La deuxième est un parasite intestinal : les coccidies, auxquels l’écureuil gris est lui-aussi porteur sain (mais quel tricheur celui-là), faisant subir de fortes diarrhées pouvant entrainer la mort par affaiblissement de l’infecté (une tourista de l’écureuil, pas besoin de faire un tableau). Fort heureusement, cet indésirable voisin n’a pas encore trop élu domicile dans l’Hexagone, mais reste surveillé de près, de par sa présence à la frontière italienne. Heureusement, la nature peut aussi aider dans la lutte car la martre des pins est un prédateur efficace de l’écureuil gris, le préférant à l’écureuil roux car plus gros et plus facile à attraper, car ce dernier vit plus souvent au sol.
Vous vous rappelez le nombre d’espèces différentes citées plus haut ? Et bien cela aurait été dommage de se chercher des noises avec un seul cousin : En France cette fois, c’est un voyageur asiatique, l’écureuil à ventre rouge (ou écureuil des Pallas) qui a débarqué dans la région d’Antibes (en 1970) et les Bouches-du-Rhône (en 2014). Le plan national de lutte contre les individus d’Antibes (Septembre 2014) a -ironiquement- démontré que l’autoroute A8 agissait comme une barrière naturelle contre la propagation de l’espèce, comme quoi…
Il est toutefois difficile de lutter contre ces deux espèces car, roux, gris ou à ventre rouge, un écureuil c’est mignon ! Malgré un statut Invasif, ils ont donc trouvé refuge dans le cœur des gens, et comme ces animaux peuvent devenir familiers pour peu que de la nourriture soit en jeu, ils s’approchent sans trop de crainte des humains, si vous voyagez ou avez voyagé à Londres, vous devez sûrement voir de quoi je parle. Bref, comme toujours, la communication est importante pour permettre de faire prendre conscience des enjeux.

Un écureuil gris dans un parc à Londres, juste avant de se précipiter vers une personne qui distribuait de la nourriture à ses congénères.
Croyances et vérités
L’écureuil est bien souvent dans l’imaginaire collectif, un tête-en-l’air hyperactif qui cache sa nourriture un peu partout pour faire des réserves, et oublie où il les a placées… Et bien cette croyance populaire n’est qu’en partie vraie : l’écureuil fait effectivement des réserves un peu partout sur son territoire en prévision de l’hiver (que ce soit en les enterrant sous l’humus, entre les racines d’un arbre, dans la cavité d’un tronc ou même entre des branches).

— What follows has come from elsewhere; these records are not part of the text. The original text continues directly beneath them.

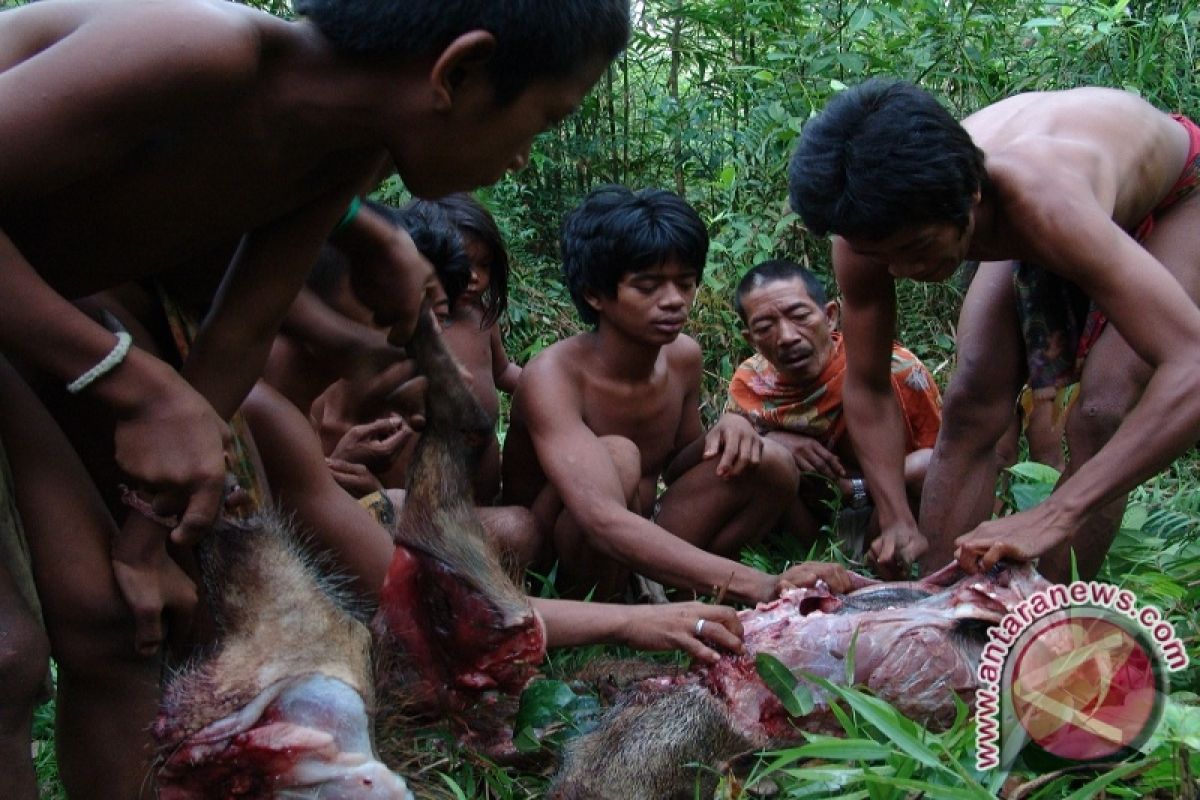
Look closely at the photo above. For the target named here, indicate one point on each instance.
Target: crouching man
(791, 391)
(601, 416)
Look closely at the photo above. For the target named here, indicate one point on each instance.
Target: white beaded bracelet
(106, 365)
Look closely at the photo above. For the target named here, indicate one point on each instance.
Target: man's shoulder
(185, 42)
(684, 350)
(910, 373)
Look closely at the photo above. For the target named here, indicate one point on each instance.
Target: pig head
(282, 707)
(915, 644)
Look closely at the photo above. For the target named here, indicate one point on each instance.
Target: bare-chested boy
(149, 138)
(1090, 193)
(601, 416)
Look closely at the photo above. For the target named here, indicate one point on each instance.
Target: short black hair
(474, 221)
(436, 239)
(881, 157)
(615, 232)
(535, 40)
(765, 272)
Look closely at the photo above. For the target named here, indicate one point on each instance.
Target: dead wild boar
(283, 705)
(456, 624)
(281, 708)
(916, 645)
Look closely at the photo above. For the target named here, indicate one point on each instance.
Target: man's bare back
(1042, 144)
(1080, 204)
(197, 155)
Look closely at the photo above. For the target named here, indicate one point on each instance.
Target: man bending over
(792, 390)
(1081, 205)
(599, 417)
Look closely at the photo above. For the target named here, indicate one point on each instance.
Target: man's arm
(873, 415)
(645, 627)
(1159, 322)
(579, 465)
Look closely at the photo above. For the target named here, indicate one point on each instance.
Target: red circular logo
(1086, 685)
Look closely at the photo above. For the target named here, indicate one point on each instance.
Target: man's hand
(1019, 537)
(151, 583)
(894, 552)
(807, 573)
(810, 456)
(736, 441)
(673, 626)
(375, 445)
(172, 446)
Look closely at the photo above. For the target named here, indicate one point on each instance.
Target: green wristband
(348, 217)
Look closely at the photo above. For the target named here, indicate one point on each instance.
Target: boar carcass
(915, 644)
(281, 707)
(456, 624)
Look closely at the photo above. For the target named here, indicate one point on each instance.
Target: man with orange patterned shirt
(791, 389)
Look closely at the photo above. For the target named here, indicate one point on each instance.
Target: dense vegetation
(708, 101)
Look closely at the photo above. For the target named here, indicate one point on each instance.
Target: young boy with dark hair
(199, 137)
(1081, 205)
(601, 416)
(791, 390)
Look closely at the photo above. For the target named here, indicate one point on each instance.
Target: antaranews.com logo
(1078, 669)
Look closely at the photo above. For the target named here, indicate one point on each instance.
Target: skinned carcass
(456, 624)
(285, 703)
(915, 644)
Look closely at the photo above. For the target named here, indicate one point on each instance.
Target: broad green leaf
(780, 680)
(934, 791)
(846, 750)
(1096, 786)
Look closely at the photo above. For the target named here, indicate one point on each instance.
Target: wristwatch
(857, 493)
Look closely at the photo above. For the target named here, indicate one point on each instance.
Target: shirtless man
(791, 390)
(1092, 185)
(599, 417)
(148, 138)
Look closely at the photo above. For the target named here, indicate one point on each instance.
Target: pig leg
(652, 749)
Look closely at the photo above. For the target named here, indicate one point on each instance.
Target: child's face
(651, 305)
(480, 269)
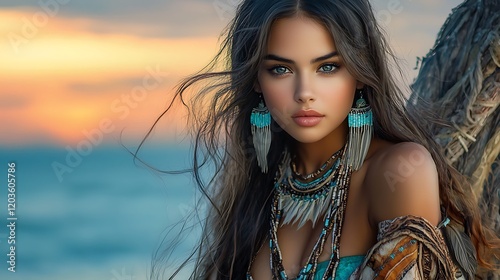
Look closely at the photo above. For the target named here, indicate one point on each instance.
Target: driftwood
(459, 81)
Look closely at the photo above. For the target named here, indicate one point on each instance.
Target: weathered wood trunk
(459, 80)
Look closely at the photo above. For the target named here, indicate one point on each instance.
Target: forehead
(299, 36)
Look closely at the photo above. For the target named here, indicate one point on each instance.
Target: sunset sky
(71, 68)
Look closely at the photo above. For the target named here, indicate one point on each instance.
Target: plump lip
(307, 113)
(307, 118)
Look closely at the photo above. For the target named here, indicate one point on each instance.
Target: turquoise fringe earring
(260, 121)
(360, 120)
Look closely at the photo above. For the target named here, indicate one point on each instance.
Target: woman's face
(305, 84)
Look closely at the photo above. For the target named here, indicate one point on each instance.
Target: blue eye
(329, 68)
(279, 70)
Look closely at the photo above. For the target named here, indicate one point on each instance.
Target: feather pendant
(461, 249)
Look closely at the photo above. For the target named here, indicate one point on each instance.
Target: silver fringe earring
(260, 121)
(360, 121)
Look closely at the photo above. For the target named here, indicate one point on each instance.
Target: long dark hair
(238, 193)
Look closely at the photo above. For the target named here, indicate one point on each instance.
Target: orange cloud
(71, 79)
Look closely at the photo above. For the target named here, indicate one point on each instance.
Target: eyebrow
(286, 60)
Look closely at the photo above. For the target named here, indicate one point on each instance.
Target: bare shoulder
(402, 180)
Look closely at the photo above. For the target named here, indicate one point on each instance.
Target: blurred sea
(104, 220)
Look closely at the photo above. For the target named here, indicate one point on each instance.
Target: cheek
(339, 96)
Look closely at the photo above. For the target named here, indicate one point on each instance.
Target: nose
(304, 90)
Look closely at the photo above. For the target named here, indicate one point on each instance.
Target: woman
(323, 173)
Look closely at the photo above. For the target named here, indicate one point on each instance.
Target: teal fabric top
(347, 265)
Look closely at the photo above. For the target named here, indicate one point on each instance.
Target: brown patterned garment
(408, 247)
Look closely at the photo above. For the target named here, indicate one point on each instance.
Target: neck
(311, 156)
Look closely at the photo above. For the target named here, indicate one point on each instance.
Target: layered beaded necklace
(323, 194)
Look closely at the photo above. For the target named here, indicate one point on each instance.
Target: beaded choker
(296, 201)
(307, 201)
(317, 172)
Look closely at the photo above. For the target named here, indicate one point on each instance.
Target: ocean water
(102, 218)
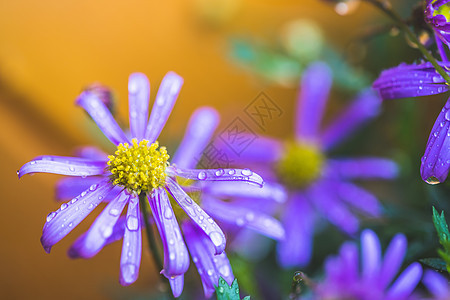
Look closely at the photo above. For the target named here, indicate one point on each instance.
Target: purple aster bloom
(437, 284)
(437, 14)
(421, 80)
(371, 276)
(137, 167)
(318, 186)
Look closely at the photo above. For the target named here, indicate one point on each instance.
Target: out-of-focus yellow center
(301, 164)
(443, 10)
(139, 167)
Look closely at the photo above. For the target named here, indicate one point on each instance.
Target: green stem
(150, 236)
(384, 7)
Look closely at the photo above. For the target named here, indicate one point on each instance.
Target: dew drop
(106, 231)
(216, 238)
(246, 172)
(50, 216)
(201, 175)
(432, 180)
(225, 270)
(132, 223)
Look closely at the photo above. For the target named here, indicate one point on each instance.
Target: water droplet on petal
(216, 238)
(201, 175)
(246, 172)
(50, 216)
(132, 223)
(432, 180)
(168, 214)
(225, 270)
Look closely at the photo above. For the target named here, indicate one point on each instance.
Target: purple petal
(210, 267)
(102, 116)
(298, 220)
(70, 214)
(436, 160)
(176, 285)
(410, 81)
(138, 99)
(117, 234)
(70, 187)
(406, 282)
(364, 108)
(102, 228)
(72, 166)
(199, 132)
(90, 152)
(130, 259)
(244, 175)
(176, 256)
(393, 259)
(359, 198)
(370, 254)
(327, 203)
(436, 284)
(314, 90)
(202, 219)
(233, 213)
(165, 99)
(362, 168)
(270, 191)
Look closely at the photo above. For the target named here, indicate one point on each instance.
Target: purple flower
(437, 285)
(318, 185)
(437, 14)
(139, 166)
(421, 80)
(374, 279)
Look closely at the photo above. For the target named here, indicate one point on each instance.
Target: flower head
(137, 168)
(316, 184)
(369, 276)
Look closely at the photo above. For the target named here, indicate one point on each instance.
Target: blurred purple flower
(437, 284)
(346, 279)
(437, 13)
(135, 168)
(421, 80)
(316, 184)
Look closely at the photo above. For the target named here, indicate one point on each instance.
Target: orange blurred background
(51, 50)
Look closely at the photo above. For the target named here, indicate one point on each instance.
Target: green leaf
(226, 292)
(441, 227)
(435, 263)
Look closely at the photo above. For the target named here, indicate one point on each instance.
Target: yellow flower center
(139, 167)
(301, 164)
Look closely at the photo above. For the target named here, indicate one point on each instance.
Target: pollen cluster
(138, 167)
(301, 164)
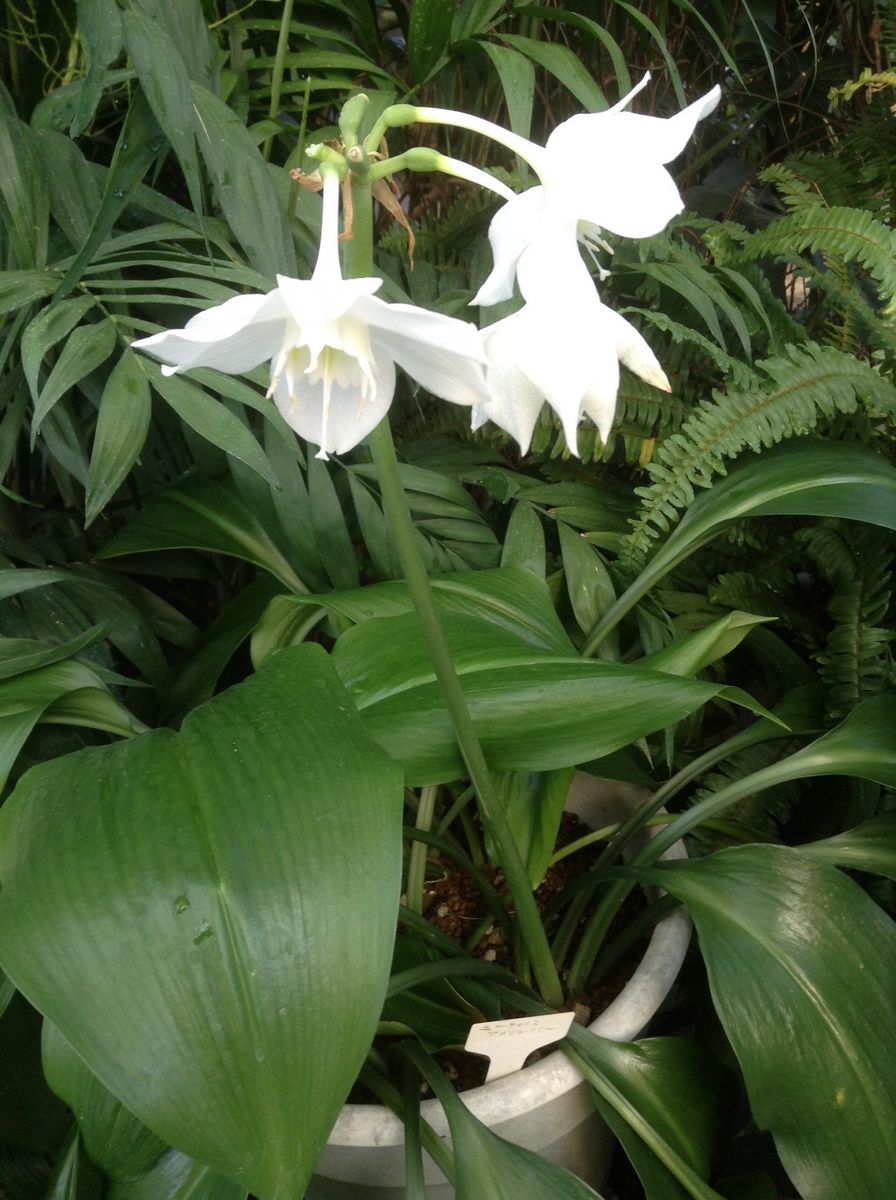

Toutefois il est tout à fait capable de retrouver l’emplacement de bon nombre d’entre elles, que ce soit grâce à des repères visuels (donc mémoriels) ou olfactifs, car l’écureuil cache une très bonne vue ainsi qu’un odorat très développé. Il est ainsi capable de retrouver un fruit enterré sous plusieurs millimètres d’humus ou de neige.
Sous de la neige ? Mais l’écureuil ne dort pas tout l’hiver comme sa cousine la marmotte ? Et bien non, si la marmotte hiberne, c’est-à-dire entre en léthargie plusieurs mois afin de dépenser le moins d’énergie possible, le métabolisme de l’écureuil est trop important pour lui permettre de se priver si longtemps de nourriture. Il doit donc hiverner, son métabolisme ralenti quand même, et il alterne entre des phases de sommeil bien à l’abri dans sa hotte, et des phases d’excursion à la recherche de la nourriture qu’il a entreposé. Pour résister au froid, il adopte un pelage d’hiver plus long et c’est à cette période de l’année que l’on peut voir les fameux « pinceaux » au dessus de ses oreilles.
Nous arrivons au bout de cet article sur ce fascinant animal qu’est l’écureuil roux, j’espère que la lecture vous aura plu et que vous pourrez avoir la chance, vous aussi, d’entendre des bruissements au pied d’un conifère avant d’apercevoir l’éclair roux de nos forêts. Sur ce, je vous laisse, une partie de Leaf m’attend.